Verbal Surfing Apr 24, 2014

by Bret Fetzer

When I was in college, my dorm-mates and I would engage in a sport of sorts we called 'verbal surfing' -- jabbering and riffing off of each other, using each others' words to launch off into new spirals of goofy, clever, dumb, or introspective language.

Winners and Losers is pretty much verbal surfing at a sophisticated level, played by two Canadians, Marcus Youssef and James Long, who are smart and willing to discuss awkward or volatile topics -- about the world, themselves, and each other.  On a spare stage (chairs and a table, some hotel desk bells, a chalk boundary drawn around their field of combat), they start improvising on topics ranging from microwave ovens to Pamela Anderson, declaring each subject either a winner or a loser and justifying their declaration with arguments that are sometimes flippant, sometimes thoughtful, but the whole game of declaring people, places, and things winners or losers is pretty much always an insult to everything and everyone involved, in the most entertaining and provocative way.

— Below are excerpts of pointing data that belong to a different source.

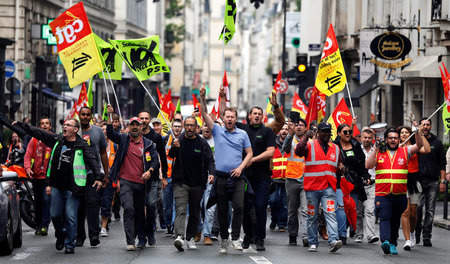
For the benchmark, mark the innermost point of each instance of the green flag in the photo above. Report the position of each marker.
(446, 119)
(178, 108)
(142, 56)
(105, 112)
(230, 20)
(110, 59)
(90, 96)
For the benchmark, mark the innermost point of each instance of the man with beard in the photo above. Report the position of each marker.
(368, 206)
(90, 205)
(277, 199)
(432, 179)
(193, 168)
(295, 192)
(230, 143)
(135, 163)
(151, 199)
(323, 165)
(391, 170)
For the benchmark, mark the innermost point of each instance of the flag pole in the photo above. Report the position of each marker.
(115, 96)
(350, 99)
(437, 110)
(151, 97)
(107, 94)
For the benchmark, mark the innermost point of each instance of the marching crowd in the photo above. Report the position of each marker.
(224, 175)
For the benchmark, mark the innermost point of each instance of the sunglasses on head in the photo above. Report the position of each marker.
(347, 132)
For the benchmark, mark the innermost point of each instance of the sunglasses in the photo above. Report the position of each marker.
(347, 132)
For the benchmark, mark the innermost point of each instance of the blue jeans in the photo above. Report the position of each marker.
(389, 210)
(327, 198)
(278, 205)
(63, 202)
(168, 205)
(427, 200)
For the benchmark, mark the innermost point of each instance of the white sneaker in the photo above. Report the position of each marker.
(179, 243)
(408, 245)
(103, 232)
(223, 246)
(130, 248)
(312, 248)
(191, 244)
(236, 244)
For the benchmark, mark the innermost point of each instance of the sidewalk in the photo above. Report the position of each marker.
(439, 220)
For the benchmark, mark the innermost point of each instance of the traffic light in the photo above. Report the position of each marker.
(257, 3)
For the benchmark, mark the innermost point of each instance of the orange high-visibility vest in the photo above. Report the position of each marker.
(169, 159)
(391, 173)
(295, 164)
(320, 168)
(279, 164)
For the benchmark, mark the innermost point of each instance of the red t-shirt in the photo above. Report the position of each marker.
(133, 166)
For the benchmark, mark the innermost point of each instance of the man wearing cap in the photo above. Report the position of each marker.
(136, 163)
(151, 199)
(295, 193)
(322, 165)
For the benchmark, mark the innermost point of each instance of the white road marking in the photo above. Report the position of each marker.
(260, 260)
(21, 256)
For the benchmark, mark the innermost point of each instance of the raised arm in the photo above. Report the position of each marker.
(209, 122)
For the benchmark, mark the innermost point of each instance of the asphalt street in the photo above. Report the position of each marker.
(37, 249)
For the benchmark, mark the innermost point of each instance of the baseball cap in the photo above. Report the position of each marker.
(135, 119)
(156, 120)
(324, 127)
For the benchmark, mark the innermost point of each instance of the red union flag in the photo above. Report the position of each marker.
(299, 106)
(76, 45)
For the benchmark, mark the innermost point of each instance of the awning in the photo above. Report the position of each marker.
(366, 87)
(48, 91)
(422, 67)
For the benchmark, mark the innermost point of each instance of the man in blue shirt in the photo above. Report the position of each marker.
(230, 143)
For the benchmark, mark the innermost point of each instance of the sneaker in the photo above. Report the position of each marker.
(292, 241)
(260, 245)
(151, 239)
(246, 242)
(207, 241)
(44, 231)
(373, 239)
(305, 241)
(223, 246)
(236, 244)
(393, 250)
(103, 232)
(198, 237)
(179, 243)
(408, 245)
(335, 246)
(130, 248)
(386, 247)
(191, 243)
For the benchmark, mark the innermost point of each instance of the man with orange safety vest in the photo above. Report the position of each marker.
(167, 193)
(277, 198)
(295, 192)
(322, 165)
(391, 171)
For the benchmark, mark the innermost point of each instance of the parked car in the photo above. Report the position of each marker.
(10, 222)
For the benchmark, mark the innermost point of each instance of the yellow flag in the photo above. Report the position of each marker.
(331, 74)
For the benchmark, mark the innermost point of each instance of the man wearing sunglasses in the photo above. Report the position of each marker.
(391, 170)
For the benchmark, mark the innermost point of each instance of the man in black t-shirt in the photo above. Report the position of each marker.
(258, 173)
(193, 167)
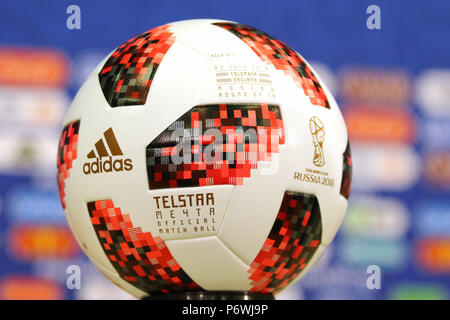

Other games slip in -- James challenges Marcus to identify the performer of a song (it was Kenny G), Marcus challenges James' "wordly wisdom", at one point they literally wrestle on the floor -- and over the course of the evening, all the games increasingly revolve around two things:

Self-image and questions of privilege.  Perhaps the show, being largely improvised (I believe), doesn't always grapple with these issues...but they seem pretty integral to what this is.  Two guys present versions of themselves, ostensibly laying themselves bare (at one point, they described in detail their masturbation techniques) but of course this is a performance, hence they are playing characters of themselves, and each pokes and prods at the boundaries of the other's character.  Presuming to judge anything as a winner or loser involves worlds of privilege:  Gender privilege, racial privilege, financial privilege (it came out that Marcus is due to inherit a substantial sum of money; but James, though he came from poverty, is sitting fairly pretty himself, for all his hardscrabble bluster).  The increasing aggression of the two picking at each other grows both ever more uncomfortable and ever more fascinating.

Sometimes the simplest of scenarios can unfold into greater and greater complexity, and it's a credit to Marcus and James' talent, curiosity, and bravado that Winners and Losers does just that.  And does so with humor and intelligence.  This is entirely worth seeing.